Pierre Palmade condamné à cinq ans de prison dont deux ferme

Procès de Pierre Palmadedossier
Après un feuilleton judiciaire mêlant drame routier et toxicomanie qui a défrayé la chronique pendant près de deux ans, le tribunal a condamné, mercredi 20 novembre, l’humoriste à cinq ans de prison dont deux ferme.
Pierre Palmade au palais de justice de Melun, ce mercredi 20 novembre 2024. (Albert Facelly/Libération)
publié le 20 novembre 2024 à 14h23
(mis à jour le 21 novembre 2024 à 7h11)

Apparemment, il est là.
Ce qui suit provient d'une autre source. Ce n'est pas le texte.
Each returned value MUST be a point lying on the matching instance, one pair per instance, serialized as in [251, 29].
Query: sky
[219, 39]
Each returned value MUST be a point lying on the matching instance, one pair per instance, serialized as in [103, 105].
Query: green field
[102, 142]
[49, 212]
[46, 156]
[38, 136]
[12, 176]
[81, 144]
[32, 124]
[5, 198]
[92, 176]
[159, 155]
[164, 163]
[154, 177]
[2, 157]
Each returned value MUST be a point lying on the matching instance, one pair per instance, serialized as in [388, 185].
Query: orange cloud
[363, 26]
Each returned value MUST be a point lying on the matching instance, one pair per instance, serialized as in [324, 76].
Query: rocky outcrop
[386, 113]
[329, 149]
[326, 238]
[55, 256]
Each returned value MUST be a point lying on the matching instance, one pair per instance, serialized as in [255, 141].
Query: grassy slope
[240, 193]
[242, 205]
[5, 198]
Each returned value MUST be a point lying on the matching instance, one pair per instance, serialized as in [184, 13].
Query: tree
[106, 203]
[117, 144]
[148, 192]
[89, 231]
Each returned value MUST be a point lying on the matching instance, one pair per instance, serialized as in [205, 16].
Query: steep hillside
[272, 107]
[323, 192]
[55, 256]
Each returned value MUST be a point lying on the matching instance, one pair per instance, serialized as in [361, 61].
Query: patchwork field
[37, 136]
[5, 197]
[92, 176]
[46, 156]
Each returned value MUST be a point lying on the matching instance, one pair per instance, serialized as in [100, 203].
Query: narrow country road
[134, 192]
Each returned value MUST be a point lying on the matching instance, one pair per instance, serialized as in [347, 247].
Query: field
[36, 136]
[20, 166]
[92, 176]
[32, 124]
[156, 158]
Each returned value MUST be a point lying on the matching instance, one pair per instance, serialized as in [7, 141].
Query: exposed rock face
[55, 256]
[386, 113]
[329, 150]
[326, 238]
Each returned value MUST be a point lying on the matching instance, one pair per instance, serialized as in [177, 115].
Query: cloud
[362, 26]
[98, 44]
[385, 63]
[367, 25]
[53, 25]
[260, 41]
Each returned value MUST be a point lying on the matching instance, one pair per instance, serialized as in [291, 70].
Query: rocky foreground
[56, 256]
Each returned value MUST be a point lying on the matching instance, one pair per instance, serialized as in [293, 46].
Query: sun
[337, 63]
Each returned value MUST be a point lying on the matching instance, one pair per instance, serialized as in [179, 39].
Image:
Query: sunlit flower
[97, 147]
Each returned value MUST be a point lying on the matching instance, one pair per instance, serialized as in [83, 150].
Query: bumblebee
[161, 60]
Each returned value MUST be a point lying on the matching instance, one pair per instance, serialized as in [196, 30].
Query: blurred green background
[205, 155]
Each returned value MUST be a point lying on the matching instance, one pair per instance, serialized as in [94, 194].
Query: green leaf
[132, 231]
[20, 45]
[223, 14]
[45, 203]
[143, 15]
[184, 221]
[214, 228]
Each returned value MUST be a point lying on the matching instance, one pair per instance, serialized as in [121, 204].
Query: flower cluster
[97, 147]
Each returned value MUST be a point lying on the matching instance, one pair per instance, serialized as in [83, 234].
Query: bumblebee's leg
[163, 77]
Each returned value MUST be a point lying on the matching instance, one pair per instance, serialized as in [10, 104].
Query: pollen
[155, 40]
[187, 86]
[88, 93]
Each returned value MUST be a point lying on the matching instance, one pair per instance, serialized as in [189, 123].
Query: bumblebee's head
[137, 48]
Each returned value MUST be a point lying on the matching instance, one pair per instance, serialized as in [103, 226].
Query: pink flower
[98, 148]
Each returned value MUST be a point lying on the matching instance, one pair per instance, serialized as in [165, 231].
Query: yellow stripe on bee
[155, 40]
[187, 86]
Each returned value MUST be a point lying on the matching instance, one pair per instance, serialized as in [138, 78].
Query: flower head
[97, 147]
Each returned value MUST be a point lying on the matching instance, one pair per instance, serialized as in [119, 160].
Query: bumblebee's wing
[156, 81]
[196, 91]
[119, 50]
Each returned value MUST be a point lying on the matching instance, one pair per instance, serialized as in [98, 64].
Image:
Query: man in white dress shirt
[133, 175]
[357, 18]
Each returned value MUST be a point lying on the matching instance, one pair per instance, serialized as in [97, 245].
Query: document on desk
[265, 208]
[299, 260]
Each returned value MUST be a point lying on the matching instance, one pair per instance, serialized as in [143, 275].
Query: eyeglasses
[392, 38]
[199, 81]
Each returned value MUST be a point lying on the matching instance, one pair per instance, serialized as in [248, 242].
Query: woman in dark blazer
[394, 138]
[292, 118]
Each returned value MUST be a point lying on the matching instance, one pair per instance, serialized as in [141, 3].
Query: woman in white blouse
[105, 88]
Ce mercredi 20 novembre, il est 7 h 50 quand des photographes commencent à s’agiter au flash autour d’un van aux vitres teintées immatriculé 75 qui rentre à l’arrière du tribunal correctionnel de Melun, en Seine-et-Marne. L’un d’eux dit qu’il a vu la tête de l’humoriste. Enfin, pas vu. Deviné sa tête, plutôt. Enfin, pas tout à fait sa tête, non plus, juste une mèche de cheveux ébouriffée…

Ainsi s’ouvre le procès de Pierre Palmade. Plus d’un an et demi après l’accident de la route qui défraya la chronique, le comédien comparaît pour blessures involontaires sous l’emprise de stupéfiants. Déjà condamné en 2019 pour consommation de drogues, il encourait jusqu’à quatorze années d’emprisonnement et 200 000 euros d’amende. Il écopera de cinq ans de prison dont deux ferme.

En préambule, le président appelle le prévenu à la barre. A 56 ans, le voici donc, les cheveux brun foncé, la mine pâle, défaite. Il décline son identité, ses premiers mots en public depuis le début de l’affaire : «Je suis Pierre Palmade, je suis né le 23 mars 1968», dit-il seulement, d’une voix haute, légèrement éraillée, reconnaissable entre toutes.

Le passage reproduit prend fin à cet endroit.